The new Toyota Avalon sedan offers perhaps the finest cabin in its class, with first-rate materials, user-friendly controls and impressive fit and finish. The general design is the same regardless of trim level, which only sweetens the Avalon’s attractive $33,500 starting price. Toyota’s latest batch of infotainment options such as advanced voice recognition, mobile-application integration and hard-drive-based navigation should appeal to tech-savvy buyers. The Avalon’s capacitive-touch switches for the audio and climate-control functions are responsive and straightforward. In terms of comfort the rear-seat passengers are treated to an abundance of legroom and headroom.
The Avalon’s masculine stance and sculpted bodywork were conceived by Toyota’s Southern California-based Calty Design studio. The forward-raked C-pillar and sweeping roofline impart an almost coupe-like silhouette. Although it seems counterintuitive, this aggressive design actually improves rear-seat headroom. The headlights incorporate a pair of stylish square-shaped projector lenses, which Toyota calls Quadrabeams. This contemporary look is finished off with a set of 17-inch or optional 18-inch alloy wheels, LED taillights and dual chrome-tipped exhaust outlets.

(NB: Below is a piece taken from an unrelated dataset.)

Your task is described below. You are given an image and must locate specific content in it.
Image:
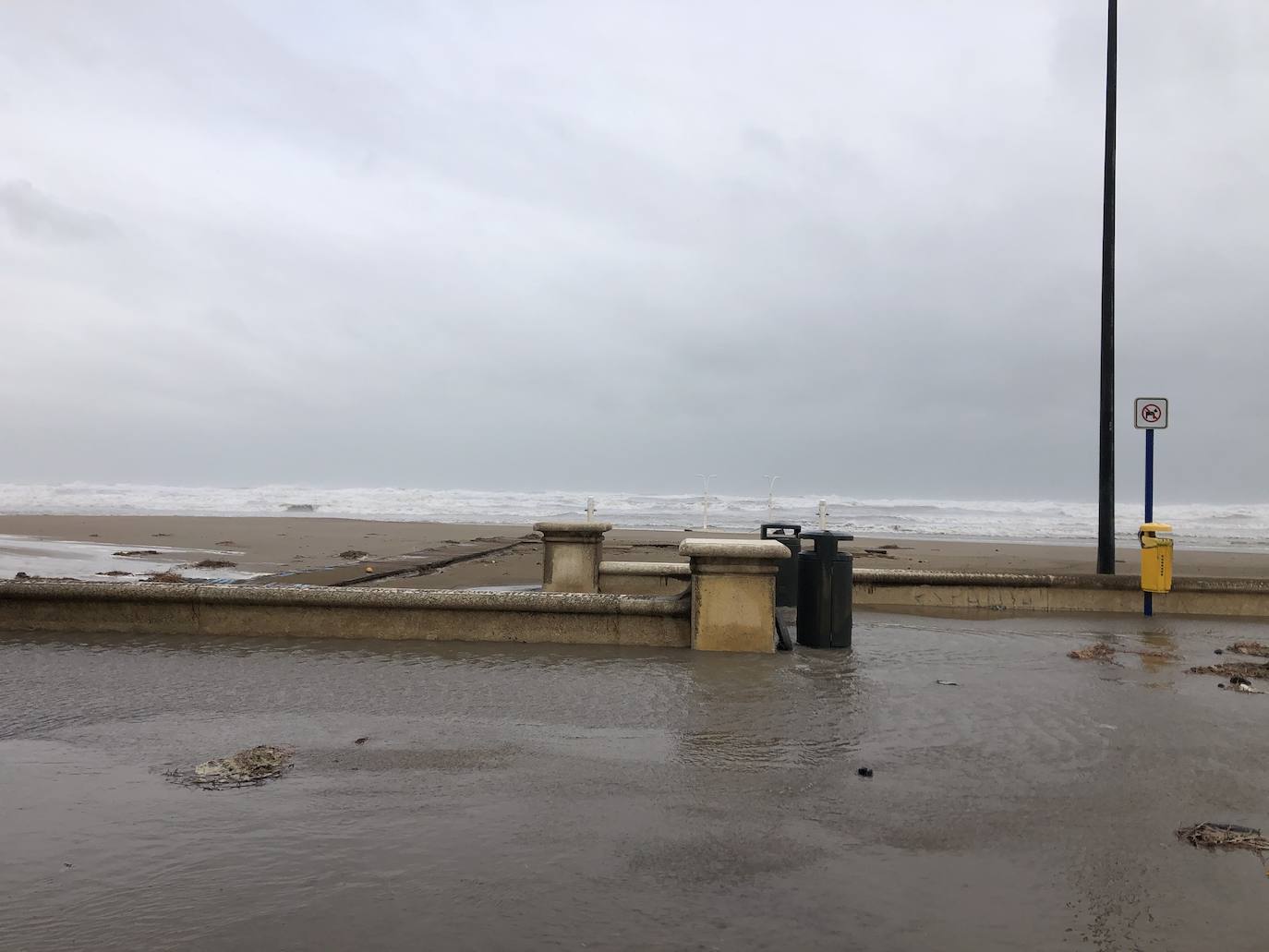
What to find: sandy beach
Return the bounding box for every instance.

Toyota’s full-size Avalon sedan is offered in XLE, XLE Plus, XLE Premium, Touring and Limited trims with hybrid variants available in XLE Premium and Limited. In base form, the Avalon includes heated outside mirrors, rearview camera, leather-trimmed seats, smart-key access and push-button start, dual-zone climate control and a 6.1-inch audio touch screen. Premium models add a moonroof, Entune audio and the Qi wireless charging, while Touring trims bring navigation and driver’s-seat memory control. Occupant protection consists of 10 airbags, a comprehensive suite of electronic stability aids, and front seats designed to help reduce the severity of whiplash-related injuries.
Since the majority of feature content is tied to trim level, the 2016 Toyota Avalon 4-door sedan offers only a few options. Available exclusively on Limited models, the Safety Sense-P package includes a pre-collision system that prepares the car for impact when it senses a crash about to happen, automatic high beams, lane-departure alert and an adaptive cruise-control system that maintains a pre-selected distance behind the vehicle ahead.

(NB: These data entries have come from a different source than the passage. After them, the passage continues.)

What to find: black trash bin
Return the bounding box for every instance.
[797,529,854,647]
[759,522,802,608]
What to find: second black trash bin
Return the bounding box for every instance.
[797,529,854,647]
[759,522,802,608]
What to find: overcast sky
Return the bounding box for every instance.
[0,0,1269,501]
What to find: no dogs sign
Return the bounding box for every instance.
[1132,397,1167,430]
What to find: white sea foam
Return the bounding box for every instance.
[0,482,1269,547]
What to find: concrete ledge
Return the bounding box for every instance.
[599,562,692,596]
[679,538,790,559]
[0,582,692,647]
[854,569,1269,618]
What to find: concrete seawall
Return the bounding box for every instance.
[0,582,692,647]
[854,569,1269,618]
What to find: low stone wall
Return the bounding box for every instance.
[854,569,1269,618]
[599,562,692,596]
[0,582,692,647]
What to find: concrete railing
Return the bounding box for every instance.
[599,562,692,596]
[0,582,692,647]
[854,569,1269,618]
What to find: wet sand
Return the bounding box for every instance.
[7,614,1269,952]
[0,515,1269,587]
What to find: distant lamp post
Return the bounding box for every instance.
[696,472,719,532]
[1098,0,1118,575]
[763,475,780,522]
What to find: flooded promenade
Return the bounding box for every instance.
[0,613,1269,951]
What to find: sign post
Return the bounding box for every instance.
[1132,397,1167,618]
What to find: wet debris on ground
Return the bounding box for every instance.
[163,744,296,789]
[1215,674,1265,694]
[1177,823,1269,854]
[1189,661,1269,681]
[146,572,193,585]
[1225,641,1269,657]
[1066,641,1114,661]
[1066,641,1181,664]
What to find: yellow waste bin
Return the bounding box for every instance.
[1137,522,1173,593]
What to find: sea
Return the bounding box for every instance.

The Avalon sedan for 2016 gets its motivation from the tried-and-true 3.5-liter V6 or new Atkinson-cycle 4-cylinder hybrid powerplant – the same system used in the latest Camry Hybrid. The conventional engine churns out a healthy 268 horsepower through a 6-speed automatic gearbox, while the hybrid system sends its 200 horsepower to the front wheels via a gearless continuously variable transmission. To the dismay of those living in the Snow Belt, the Toyota Avalon does not offer all-wheel drive.
268 horsepower @ 6,200 rpm
248 lb-ft of torque @ 4,700 rpm
EPA city/highway fuel economy: 21/31 mpg
2.5-liter inline-4 hybrid
200 net hybrid system horsepower
Engine: 156 lb-ft of torque @ 4,500 rpm
Battery: 199 lb-ft of torque @ 0-1,500 rpm
EPA city/highway fuel economy: 40/39 mpg
In an effort to bolster its value quotient, the 2016 Toyota Avalon carries a Manufacturer’s Suggested Retail Price (MSRP) starting right around $33,500. The Avalon Hybrid starts around $37,500, with range-topping Limited models opening closer to $41,500. The Chrysler 300, Nissan Maxima, Hyundai Azera and Buick LaCrosse all share a similar pricing range with the Avalon, give or take a few hundred dollars. Although it offers a shorter list of standard equipment, the Ford Taurus undercuts the Avalon’s base price by roughly $5,000. To ensure you get the best deal on your 2016 Toyota Avalon, take a look at KBB.com’s Fair Purchase Price at the bottom of this page. When it comes to the other side of the pricing equation, the 2016 Avalon is expected to retain one of the highest resale values in the segment.